June 21, 2011 at 9:37 pm
(6) Julie says:

Homework depends on the child. I did extra work on my own at home. I liked to study. However, I don’t think it should be assigned. The student needs a break from school just as the parents need a break from their work in the evening. Only good thing is if parents and child can share what is going on in the school day. Good review for parents.

June 22, 2011 at 1:49 pm
(7) Bonnie says:

I teach 5th grade Language Arts & reading. After doing a lesson in class I may give homework. But, I also give them 15-20 minutes of class time to work on it. That way I’m right there to assist and answer any questions they might have. I also allow them to turn it in if they finish before the bell rings. This is a great benefit to some students who are always misplacing their work.
I definitely do not believe that the schools and teachers are failing today’s students. (as dbrusiee says) We have a lot of educating to do (that is not academic) because it doesn’t get done at home and that includes manners, respect, common courtesy, etc.

June 26, 2011 at 1:13 pm
(8) liill says:

thanks i really liked thiss it had nice writing

June 26, 2011 at 3:49 pm
(9) Dolphin Rich says:

I agree with many of the others who posted here. My philosophy as a fourth grade teacher for the past several years has been to give students approximately 60 minutes of homework (or less) each night. This included 20 minutes of independent reading time. The rest of the homework was an extension of what we are doing in class. I also gave students time to practice similar examples in class to what they were going to be doing at home. I also agree with the statement that education begins in the home and is supplemented by what we do at school. As a Title One teacher, this contrast is driven home for me quite clearly.
The comment about American educated workers obviously is ridiculous on its face value, and only intended to insight negative comments. That aside, I believe that I am more optimistic about our education system than most.

July 5, 2011 at 5:03 pm
(10) nana63 says:

too much homework interferes with family life, or work life, or just plain play life. all kids need time to chill just like parents who work all day. as said b4, homework should be an extension of the class lesson for that day and no more than 10 mins for elementary, 20 minutes for middle and 30 minutes for high school(unless it’s research for a paper). relevant homework takes time to plan and should be read, graded and returned. homework is a useful for measuring progress.

July 5, 2011 at 5:10 pm
(11) Mark says:

The issue of homework speaks to a much large one, and that is they are learning activities that afford learners the opportunity to process knowledge into longer-term memory and hopefully, transferable skills.

I cannot agree with the notions of no homework. Teachers cannot do all of the teaching “in” school, no matter how talented or dedicated they are. There must be supportive activities at home, where life’s true learning should take place anyway.

My two children in k12 education probably are following the 10 minute rule although it is not an official policy in Wyoming. But it seems reasonable and it is, if adults at home are dedicated to the education of their children, and perhaps a little less in their owns interests (sorry, that was critical).
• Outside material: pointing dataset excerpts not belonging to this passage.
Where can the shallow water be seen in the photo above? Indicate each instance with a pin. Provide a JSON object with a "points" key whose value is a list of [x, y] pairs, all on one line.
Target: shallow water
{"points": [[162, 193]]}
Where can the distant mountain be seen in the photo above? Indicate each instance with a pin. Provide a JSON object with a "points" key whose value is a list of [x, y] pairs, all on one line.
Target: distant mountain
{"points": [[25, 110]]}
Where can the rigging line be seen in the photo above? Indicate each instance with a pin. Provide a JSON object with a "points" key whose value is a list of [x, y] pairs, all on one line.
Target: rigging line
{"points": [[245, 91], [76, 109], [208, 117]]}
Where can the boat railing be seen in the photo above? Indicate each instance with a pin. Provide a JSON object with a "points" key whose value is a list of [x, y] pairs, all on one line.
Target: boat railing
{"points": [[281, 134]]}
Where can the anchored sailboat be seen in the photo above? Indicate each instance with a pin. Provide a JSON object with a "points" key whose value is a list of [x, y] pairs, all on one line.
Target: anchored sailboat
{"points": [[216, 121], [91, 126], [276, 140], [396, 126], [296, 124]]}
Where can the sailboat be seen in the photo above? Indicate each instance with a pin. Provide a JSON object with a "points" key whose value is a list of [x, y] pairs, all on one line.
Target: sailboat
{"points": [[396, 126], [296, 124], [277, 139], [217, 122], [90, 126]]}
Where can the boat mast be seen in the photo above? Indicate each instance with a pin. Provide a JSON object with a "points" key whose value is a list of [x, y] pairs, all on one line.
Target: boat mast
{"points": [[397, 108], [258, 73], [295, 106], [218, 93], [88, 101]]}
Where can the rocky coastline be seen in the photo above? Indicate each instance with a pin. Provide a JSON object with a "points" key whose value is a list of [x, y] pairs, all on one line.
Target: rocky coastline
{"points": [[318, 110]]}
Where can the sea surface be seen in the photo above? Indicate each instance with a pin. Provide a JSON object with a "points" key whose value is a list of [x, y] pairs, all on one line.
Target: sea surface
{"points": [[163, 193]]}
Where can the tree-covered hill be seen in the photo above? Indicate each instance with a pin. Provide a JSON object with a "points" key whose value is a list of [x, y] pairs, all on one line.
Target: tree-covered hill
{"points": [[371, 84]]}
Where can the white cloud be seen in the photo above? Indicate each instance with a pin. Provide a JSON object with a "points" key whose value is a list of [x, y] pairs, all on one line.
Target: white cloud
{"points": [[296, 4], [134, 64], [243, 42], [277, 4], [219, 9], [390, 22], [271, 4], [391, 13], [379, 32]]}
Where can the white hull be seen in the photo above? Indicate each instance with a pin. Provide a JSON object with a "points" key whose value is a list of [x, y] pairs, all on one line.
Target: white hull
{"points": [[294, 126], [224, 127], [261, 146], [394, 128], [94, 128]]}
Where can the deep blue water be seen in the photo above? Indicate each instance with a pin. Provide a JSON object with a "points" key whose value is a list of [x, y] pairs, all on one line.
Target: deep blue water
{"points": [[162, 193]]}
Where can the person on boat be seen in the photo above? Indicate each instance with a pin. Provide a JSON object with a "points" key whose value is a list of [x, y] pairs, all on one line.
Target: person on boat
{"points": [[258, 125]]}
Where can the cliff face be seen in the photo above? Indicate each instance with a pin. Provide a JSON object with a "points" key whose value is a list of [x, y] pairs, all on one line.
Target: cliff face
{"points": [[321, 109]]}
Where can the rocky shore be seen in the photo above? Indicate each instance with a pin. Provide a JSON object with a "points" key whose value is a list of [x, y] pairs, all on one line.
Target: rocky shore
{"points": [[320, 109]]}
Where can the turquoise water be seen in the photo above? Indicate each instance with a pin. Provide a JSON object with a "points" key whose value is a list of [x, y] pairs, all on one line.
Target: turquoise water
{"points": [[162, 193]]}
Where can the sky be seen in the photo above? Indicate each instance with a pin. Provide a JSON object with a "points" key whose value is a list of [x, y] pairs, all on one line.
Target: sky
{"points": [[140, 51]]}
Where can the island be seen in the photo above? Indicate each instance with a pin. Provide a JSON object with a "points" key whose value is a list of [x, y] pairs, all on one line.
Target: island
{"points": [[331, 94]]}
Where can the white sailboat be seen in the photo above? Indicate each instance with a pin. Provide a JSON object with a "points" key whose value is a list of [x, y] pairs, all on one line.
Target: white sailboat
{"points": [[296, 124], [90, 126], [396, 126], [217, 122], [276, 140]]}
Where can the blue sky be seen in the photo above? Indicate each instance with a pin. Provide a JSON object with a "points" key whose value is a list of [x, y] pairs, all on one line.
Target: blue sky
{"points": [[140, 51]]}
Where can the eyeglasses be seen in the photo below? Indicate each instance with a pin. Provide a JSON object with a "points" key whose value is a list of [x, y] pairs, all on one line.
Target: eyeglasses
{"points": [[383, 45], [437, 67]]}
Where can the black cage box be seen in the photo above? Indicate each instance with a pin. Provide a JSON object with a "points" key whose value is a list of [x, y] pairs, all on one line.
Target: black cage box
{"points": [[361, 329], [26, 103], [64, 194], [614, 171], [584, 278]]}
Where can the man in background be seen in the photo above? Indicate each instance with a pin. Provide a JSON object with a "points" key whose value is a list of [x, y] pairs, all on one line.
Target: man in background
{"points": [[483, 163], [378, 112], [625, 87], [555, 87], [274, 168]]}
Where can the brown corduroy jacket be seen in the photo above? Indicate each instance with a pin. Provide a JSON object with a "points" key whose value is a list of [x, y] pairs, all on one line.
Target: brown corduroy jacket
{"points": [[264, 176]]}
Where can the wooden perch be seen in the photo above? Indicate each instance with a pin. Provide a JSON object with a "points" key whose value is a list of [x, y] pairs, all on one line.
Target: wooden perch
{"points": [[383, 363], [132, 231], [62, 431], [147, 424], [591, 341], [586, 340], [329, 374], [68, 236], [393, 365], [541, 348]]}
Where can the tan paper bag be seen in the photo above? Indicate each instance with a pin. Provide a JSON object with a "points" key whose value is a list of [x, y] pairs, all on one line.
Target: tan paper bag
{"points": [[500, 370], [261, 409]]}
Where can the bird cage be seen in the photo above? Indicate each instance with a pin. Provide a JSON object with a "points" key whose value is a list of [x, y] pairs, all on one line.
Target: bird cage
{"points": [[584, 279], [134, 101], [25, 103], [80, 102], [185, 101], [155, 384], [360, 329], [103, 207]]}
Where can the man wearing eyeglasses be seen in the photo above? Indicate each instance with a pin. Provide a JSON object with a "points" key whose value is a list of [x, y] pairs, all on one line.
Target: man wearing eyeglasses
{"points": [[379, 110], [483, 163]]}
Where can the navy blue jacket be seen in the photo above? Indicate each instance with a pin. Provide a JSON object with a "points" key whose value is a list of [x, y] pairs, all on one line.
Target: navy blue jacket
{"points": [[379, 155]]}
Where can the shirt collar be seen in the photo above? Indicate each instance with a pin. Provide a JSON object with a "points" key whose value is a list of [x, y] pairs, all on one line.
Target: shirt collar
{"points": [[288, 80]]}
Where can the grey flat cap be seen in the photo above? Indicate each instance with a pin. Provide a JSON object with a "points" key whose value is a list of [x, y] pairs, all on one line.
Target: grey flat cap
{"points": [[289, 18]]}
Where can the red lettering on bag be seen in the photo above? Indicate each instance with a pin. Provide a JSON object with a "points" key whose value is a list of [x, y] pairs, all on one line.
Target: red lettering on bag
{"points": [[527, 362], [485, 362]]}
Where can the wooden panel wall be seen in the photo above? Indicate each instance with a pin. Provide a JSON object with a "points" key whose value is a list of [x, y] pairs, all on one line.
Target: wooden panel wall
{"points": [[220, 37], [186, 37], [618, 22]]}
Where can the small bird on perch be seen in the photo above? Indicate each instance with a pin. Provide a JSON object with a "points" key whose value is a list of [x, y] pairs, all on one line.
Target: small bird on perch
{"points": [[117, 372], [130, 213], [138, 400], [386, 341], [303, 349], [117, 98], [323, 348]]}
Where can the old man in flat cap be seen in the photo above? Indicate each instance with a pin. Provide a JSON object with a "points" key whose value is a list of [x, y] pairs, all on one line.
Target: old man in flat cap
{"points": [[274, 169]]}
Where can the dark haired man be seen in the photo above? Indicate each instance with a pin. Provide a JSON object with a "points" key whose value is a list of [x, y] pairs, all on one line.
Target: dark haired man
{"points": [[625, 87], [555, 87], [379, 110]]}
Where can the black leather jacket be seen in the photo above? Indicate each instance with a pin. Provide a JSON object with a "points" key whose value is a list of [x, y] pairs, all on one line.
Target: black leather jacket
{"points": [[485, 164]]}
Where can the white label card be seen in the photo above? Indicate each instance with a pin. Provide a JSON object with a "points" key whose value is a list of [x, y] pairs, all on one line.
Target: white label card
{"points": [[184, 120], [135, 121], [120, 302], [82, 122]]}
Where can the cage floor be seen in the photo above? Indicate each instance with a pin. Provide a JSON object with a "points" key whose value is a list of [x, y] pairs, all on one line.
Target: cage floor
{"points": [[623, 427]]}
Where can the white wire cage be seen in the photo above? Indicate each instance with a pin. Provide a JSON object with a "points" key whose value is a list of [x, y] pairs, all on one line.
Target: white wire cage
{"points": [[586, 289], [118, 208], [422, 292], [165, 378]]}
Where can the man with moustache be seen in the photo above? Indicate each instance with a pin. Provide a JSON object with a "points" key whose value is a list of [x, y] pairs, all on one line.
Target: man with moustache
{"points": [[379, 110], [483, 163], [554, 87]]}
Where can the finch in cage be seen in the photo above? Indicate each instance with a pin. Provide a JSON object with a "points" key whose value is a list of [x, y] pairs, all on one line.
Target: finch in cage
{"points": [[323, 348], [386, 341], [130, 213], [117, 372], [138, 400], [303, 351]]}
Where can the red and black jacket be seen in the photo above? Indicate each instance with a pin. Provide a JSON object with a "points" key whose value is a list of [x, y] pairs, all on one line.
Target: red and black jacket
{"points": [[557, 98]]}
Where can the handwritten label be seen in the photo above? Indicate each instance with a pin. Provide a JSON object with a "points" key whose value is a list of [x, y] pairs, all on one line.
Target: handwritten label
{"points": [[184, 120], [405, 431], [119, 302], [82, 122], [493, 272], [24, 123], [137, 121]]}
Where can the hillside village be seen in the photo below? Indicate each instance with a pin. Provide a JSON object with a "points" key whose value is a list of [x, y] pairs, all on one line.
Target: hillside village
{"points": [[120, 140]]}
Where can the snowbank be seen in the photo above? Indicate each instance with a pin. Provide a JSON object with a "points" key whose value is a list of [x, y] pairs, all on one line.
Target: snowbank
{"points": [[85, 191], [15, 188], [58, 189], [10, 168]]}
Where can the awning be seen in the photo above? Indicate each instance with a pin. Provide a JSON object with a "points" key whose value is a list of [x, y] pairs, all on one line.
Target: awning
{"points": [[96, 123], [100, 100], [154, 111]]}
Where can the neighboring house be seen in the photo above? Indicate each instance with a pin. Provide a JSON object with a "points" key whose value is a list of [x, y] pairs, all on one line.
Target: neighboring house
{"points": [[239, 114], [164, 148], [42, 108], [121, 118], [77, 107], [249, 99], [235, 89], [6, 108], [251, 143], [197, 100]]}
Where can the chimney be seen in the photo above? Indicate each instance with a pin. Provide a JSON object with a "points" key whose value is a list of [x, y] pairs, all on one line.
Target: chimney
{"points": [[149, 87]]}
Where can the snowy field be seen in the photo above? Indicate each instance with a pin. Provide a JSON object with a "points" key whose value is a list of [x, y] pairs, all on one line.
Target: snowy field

The primary constraint in k12 education is not methods, teacher training, budgets, and so forth, it is what is happening in homes before and after shool. A home with a chosen culture of education will produce excellent learners at any school and with any teacher. It is a place that partners with teachers by ensuring that children are engaged in education at home and follow the teacher’s instructions and schedules for children. Homework supports instructions in school. It is an affordance that allows teachers to do more while children are “at” school.

By the way, I teach university seniors not k12. But I advocate for teachers where I can since I understand education is a partnership and holistic societal responsibility and blessing, not an isolated institution. We need to work with teachers, not fight them by asking for no homework.